Título: Brasil é recordista de ações contra jornalistas
Autor: Aggege, Soraya
Fonte: O Globo, 12/10/2007, O País, p. 12

Autores são, na maioria, pessoas públicas criticadas por corrupção; processos são usados para censurar e intimidar.

SÃO PAULO. Um diagnóstico feito pela ONG Article 19 - organização internacional de defesa da liberdade de expressão, baseada na Inglaterra - mostra que o Brasil é recordista em processos contra jornalistas, num grupo de cem países. Os dados apontam que existe, em média, uma ação de indenização por danos morais contra cada jornalista brasileiro que atua em um dos cinco grandes grupos de comunicação do país (Organizações Globo, Folha, O Estado de S.Paulo, Editoras Três e Abril). Os autores das ações, em sua maioria, são pessoas públicas criticadas por corrupção ou comportamento ilícito pelos jornalistas, segundo a ONG.

A análise é baseada em pesquisa do site "Consultor Jurídico" e entrevistas próprias. Contra o total de 3.327 jornalistas desses cinco grupos empresariais, existiam, até abril, 3.133 processos por danos morais. O levantamento, chamado "Mapa da difamação", será lançado em novembro.

- Há países mais restritivos na liberdade de expressão, ou onde os jornalistas demonstram maior despreparo, mas o Brasil é o campeão na proporção de um processo para cada jornalista. Chama a atenção a relação direta com denúncias de corrupção. Os reclamantes geralmente são pessoas públicas que não admitem críticas, comportamento que contraria as normas internacionais de liberdade de imprensa. Há muito abuso de poder (contra os jornalistas) - disse a representante da ONG no país, Paula Martins.

"É a velha repressão que mudou de estratégia"

Segundo o levantamento, o Supremo Tribunal Federal tem rejeitado cerca de 80% dos pedidos de indenização. Decisões de primeira instância, que acabam anuladas na instância superior, porém, têm funcionado como censura, diz a ONG. Muitas liminares proíbem a publicação de informações e só são revogadas depois em instâncias superiores.

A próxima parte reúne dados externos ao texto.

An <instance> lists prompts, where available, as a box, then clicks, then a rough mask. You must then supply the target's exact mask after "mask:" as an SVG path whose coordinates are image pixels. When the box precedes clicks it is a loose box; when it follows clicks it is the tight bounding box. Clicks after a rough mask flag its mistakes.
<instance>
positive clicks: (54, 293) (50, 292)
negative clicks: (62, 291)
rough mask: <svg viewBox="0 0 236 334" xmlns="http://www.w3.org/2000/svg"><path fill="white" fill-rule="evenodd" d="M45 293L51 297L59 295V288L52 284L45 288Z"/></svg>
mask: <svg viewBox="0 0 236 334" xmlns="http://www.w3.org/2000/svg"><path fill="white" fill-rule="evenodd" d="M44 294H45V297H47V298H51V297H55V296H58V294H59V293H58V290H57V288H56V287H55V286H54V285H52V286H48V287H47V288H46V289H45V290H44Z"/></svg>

- O país demonstra viver novo tipo de repressão à mídia livre. A censura direta acaba, a violência física diminui, mas as ações inibidoras crescem. É a velha repressão que mudou de estratégia - diz Paula Martins.

A entidade sugere reformulação das leis. "Indenizações devem ser utilizadas só quando outras soluções forem insuficientes", diz o relatório. Para a Article 19, poderia haver reparações na área cível, sem multas.

"A legislação brasileira sobre liberdade de expressão é, na melhor das hipóteses, incompleta, e na pior, seriamente problemática", afirma a ONG, que pede um marco regulatório da liberdade de expressão.

O levantamento mostra que 4,2% dos processos foram ajuizados na área criminal. O valor médio das indenizações cíveis pedidas foi R$80 mil.

- Há pessoas se aproveitando da permissividade. Usam a Justiça como escudo para tentar se defender, inibir denúncias ou ganhar dinheiro - diz Márcio Chaer, do "Consultor Jurídico", frisando que nem todos os autores das ações são desonestos. - É impossível não cometer erros, e jornalistas os cometem. Mas o dano moral do jornalista deveria ser tratado como acidente de trabalho.

A pesquisa diz que, entre 1993 e 2007, houve aumento de 42.700% nas ações por dano moral de todo tipo e não só contra a imprensa. Anualmente, o Superior Tribunal de Justiça recebe dez mil processos por dano moral. A estimativa é que a Justiça brasileira receba um milhão de ações desse tipo por ano.